Im Jahr 2020 wurden fünfmal so viele drehende Festplatten wie SSDs verkauft.
(©Vadim - stock.adobe.com)

Vor einigen Jahren sagten viele Analysten und Brancheninsider voraus, dass bis zum Jahr 2020 Festplatten mit rotierenden Scheiben als Speichermedien vollständig durch SSDs ersetzt werden würden. Inzwischen ist klar, dass diese Entwicklung nicht stattgefunden hat. Die erzeugte Datenmenge ist dramatisch gestiegen – daher spielen Hard Disk Drives (HDDs) immer noch eine wichtige Rolle. Unternehmen, die HDDs einsetzen, profitieren von einer hohen Gesamtkapazität und einem attraktiven Kosten-pro-Kapazität-Verhältnis.

HDD-Technologie setzt immer noch Maßstäbe

Ein Grund für den anhaltenden Erfolg von HDDs sind die technischen Innovationen. Die Kapazität von herkömmlichen, luftgefüllten Lösungen hat vor einigen Jahren ihre Grenze bei 10 Terabyte erreicht.
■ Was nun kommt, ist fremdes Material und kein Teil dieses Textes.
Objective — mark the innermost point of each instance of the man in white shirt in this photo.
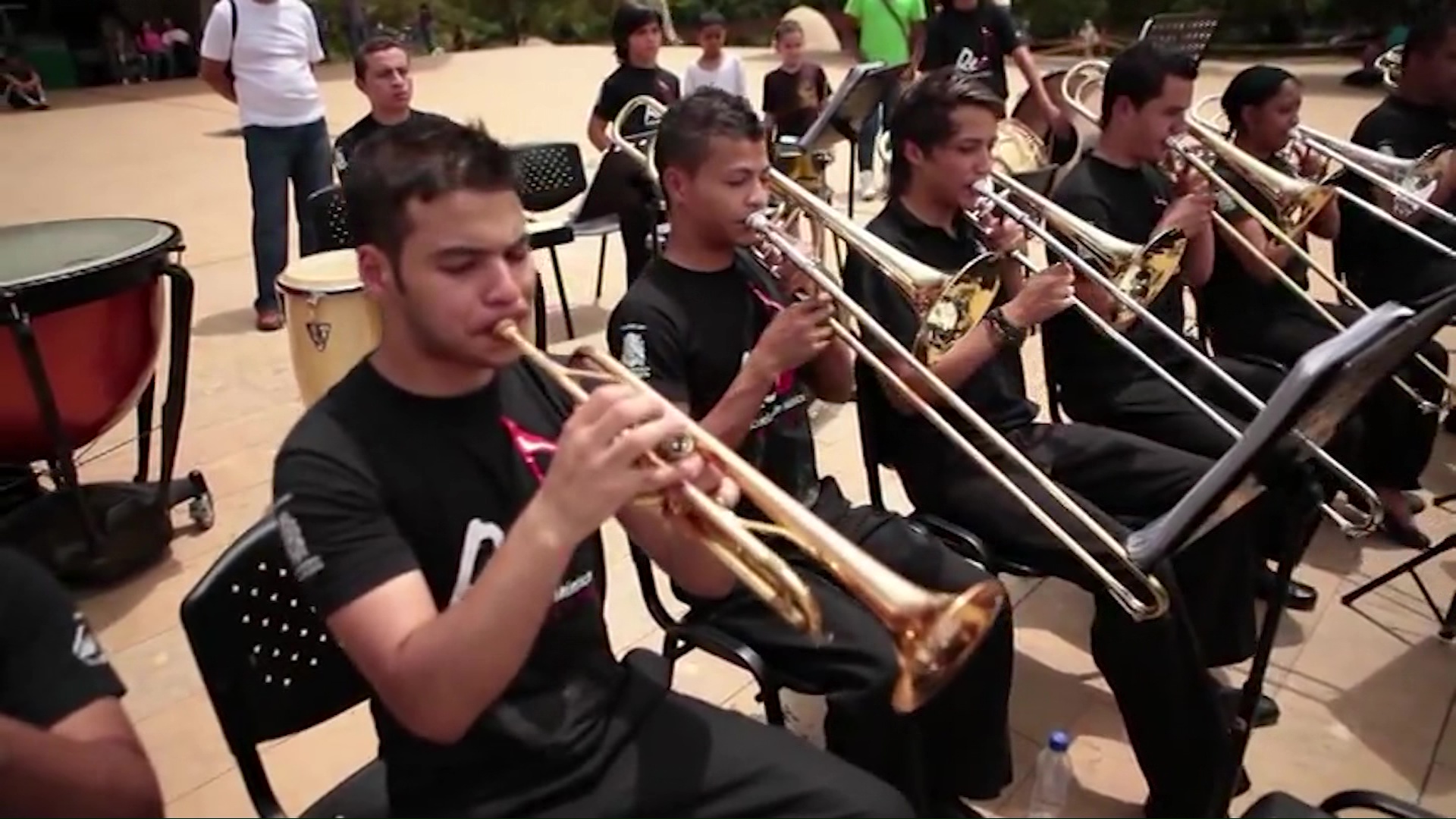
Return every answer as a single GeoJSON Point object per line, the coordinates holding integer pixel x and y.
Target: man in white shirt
{"type": "Point", "coordinates": [259, 55]}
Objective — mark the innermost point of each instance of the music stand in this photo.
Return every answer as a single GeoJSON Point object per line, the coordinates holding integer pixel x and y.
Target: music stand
{"type": "Point", "coordinates": [1183, 33]}
{"type": "Point", "coordinates": [848, 110]}
{"type": "Point", "coordinates": [1320, 392]}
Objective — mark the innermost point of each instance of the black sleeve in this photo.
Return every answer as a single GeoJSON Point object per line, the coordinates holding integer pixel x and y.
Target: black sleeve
{"type": "Point", "coordinates": [650, 343]}
{"type": "Point", "coordinates": [348, 544]}
{"type": "Point", "coordinates": [52, 664]}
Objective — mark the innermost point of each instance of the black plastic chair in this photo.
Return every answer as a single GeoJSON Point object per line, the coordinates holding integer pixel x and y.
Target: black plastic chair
{"type": "Point", "coordinates": [271, 670]}
{"type": "Point", "coordinates": [680, 637]}
{"type": "Point", "coordinates": [1285, 806]}
{"type": "Point", "coordinates": [329, 221]}
{"type": "Point", "coordinates": [548, 175]}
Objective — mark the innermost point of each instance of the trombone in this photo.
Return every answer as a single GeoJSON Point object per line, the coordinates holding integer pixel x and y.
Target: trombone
{"type": "Point", "coordinates": [951, 303]}
{"type": "Point", "coordinates": [935, 632]}
{"type": "Point", "coordinates": [1299, 205]}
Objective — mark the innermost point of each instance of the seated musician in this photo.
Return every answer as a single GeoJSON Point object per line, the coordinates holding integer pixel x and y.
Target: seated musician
{"type": "Point", "coordinates": [447, 503]}
{"type": "Point", "coordinates": [1119, 188]}
{"type": "Point", "coordinates": [1250, 312]}
{"type": "Point", "coordinates": [1381, 262]}
{"type": "Point", "coordinates": [637, 36]}
{"type": "Point", "coordinates": [707, 327]}
{"type": "Point", "coordinates": [1158, 670]}
{"type": "Point", "coordinates": [66, 744]}
{"type": "Point", "coordinates": [382, 72]}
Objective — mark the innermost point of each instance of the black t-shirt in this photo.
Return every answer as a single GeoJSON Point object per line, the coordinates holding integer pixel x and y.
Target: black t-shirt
{"type": "Point", "coordinates": [629, 82]}
{"type": "Point", "coordinates": [688, 334]}
{"type": "Point", "coordinates": [998, 391]}
{"type": "Point", "coordinates": [52, 664]}
{"type": "Point", "coordinates": [976, 42]}
{"type": "Point", "coordinates": [1367, 248]}
{"type": "Point", "coordinates": [350, 140]}
{"type": "Point", "coordinates": [794, 98]}
{"type": "Point", "coordinates": [1235, 305]}
{"type": "Point", "coordinates": [384, 483]}
{"type": "Point", "coordinates": [1126, 203]}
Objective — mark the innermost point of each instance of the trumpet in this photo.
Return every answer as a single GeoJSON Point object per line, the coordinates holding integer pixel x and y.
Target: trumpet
{"type": "Point", "coordinates": [965, 297]}
{"type": "Point", "coordinates": [935, 632]}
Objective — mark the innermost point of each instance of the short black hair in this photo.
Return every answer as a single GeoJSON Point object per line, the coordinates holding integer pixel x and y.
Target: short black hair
{"type": "Point", "coordinates": [1138, 74]}
{"type": "Point", "coordinates": [1429, 31]}
{"type": "Point", "coordinates": [373, 46]}
{"type": "Point", "coordinates": [419, 159]}
{"type": "Point", "coordinates": [691, 124]}
{"type": "Point", "coordinates": [924, 115]}
{"type": "Point", "coordinates": [626, 20]}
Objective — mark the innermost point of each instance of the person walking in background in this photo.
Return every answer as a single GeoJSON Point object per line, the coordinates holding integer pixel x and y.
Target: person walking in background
{"type": "Point", "coordinates": [890, 33]}
{"type": "Point", "coordinates": [714, 67]}
{"type": "Point", "coordinates": [259, 55]}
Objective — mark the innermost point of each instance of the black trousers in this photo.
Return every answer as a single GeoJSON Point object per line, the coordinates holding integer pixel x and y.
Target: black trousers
{"type": "Point", "coordinates": [1156, 670]}
{"type": "Point", "coordinates": [689, 758]}
{"type": "Point", "coordinates": [1397, 438]}
{"type": "Point", "coordinates": [965, 742]}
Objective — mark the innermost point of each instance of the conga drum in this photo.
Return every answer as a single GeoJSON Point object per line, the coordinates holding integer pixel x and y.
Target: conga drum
{"type": "Point", "coordinates": [331, 322]}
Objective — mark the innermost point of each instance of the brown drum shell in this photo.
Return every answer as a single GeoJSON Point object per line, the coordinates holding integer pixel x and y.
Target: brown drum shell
{"type": "Point", "coordinates": [98, 334]}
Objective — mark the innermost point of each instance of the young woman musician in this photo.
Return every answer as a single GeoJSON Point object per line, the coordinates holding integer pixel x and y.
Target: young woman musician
{"type": "Point", "coordinates": [1248, 312]}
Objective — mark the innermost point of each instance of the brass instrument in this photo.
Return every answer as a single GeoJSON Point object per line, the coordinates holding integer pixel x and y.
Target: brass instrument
{"type": "Point", "coordinates": [935, 632]}
{"type": "Point", "coordinates": [965, 295]}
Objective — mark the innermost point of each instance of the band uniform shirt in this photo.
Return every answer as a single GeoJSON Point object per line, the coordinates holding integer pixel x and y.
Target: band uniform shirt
{"type": "Point", "coordinates": [1126, 203]}
{"type": "Point", "coordinates": [367, 126]}
{"type": "Point", "coordinates": [1366, 246]}
{"type": "Point", "coordinates": [52, 664]}
{"type": "Point", "coordinates": [384, 483]}
{"type": "Point", "coordinates": [688, 334]}
{"type": "Point", "coordinates": [1234, 303]}
{"type": "Point", "coordinates": [998, 390]}
{"type": "Point", "coordinates": [795, 98]}
{"type": "Point", "coordinates": [976, 42]}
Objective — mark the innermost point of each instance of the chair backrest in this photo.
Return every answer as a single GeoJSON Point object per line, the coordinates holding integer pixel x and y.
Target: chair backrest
{"type": "Point", "coordinates": [329, 221]}
{"type": "Point", "coordinates": [548, 175]}
{"type": "Point", "coordinates": [267, 661]}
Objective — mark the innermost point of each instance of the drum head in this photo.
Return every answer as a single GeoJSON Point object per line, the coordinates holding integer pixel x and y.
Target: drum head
{"type": "Point", "coordinates": [49, 251]}
{"type": "Point", "coordinates": [332, 271]}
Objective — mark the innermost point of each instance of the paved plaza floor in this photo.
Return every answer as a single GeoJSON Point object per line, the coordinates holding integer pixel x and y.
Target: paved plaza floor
{"type": "Point", "coordinates": [1366, 692]}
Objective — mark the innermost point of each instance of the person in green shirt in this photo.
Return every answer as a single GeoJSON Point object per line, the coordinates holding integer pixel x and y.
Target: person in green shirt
{"type": "Point", "coordinates": [890, 33]}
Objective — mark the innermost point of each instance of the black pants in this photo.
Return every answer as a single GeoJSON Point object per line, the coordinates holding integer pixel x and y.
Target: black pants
{"type": "Point", "coordinates": [689, 758]}
{"type": "Point", "coordinates": [1397, 438]}
{"type": "Point", "coordinates": [965, 742]}
{"type": "Point", "coordinates": [1156, 670]}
Durch die Verwendung von Heliumversiegelung können dünnere Platten verwendet werden, dadurch passen mehr Platten in das Gehäuse, und so wird die Speicherkapazität auf 14 TB erhöht. Außerdem erlauben intelligentere Leseköpfe kleinere magnetische Bits und höhere Dichten, sodass heute Kapazitäten von 16 TB im üblichen 3,5-Zoll-Formfaktor realisiert werden.

16 TB gelten als die derzeitige technologische Grenze für das Perpendicular Magnetic Recording (PMR). Bitdichten, die Kapazitäten von mehr als 16 TB unterstützen, erfordern viel kleinere Schreibköpfe, die jedoch nicht genügend magnetischen Fluss erzeugen können, um die magnetischen Bits auf dem Medium zu kippen. Hierfür muss zusätzliche (nicht-magnetische) Energie zugeführt werden.

2021 stellte Toshiba seine erste Generation von MAMR-HDDs (Microwave Assisted Magnetic Recording) vor, bei der ein mikrowellenerzeugendes Element zur Steuerung und Bündelung des magnetischen Flusses eingesetzt wird. Auf diese Weise lassen sich noch kleinere magnetische Flächen pro Bit und damit höhere Dichten realisieren und Speicherkapazitäten von 18 TB erreichen.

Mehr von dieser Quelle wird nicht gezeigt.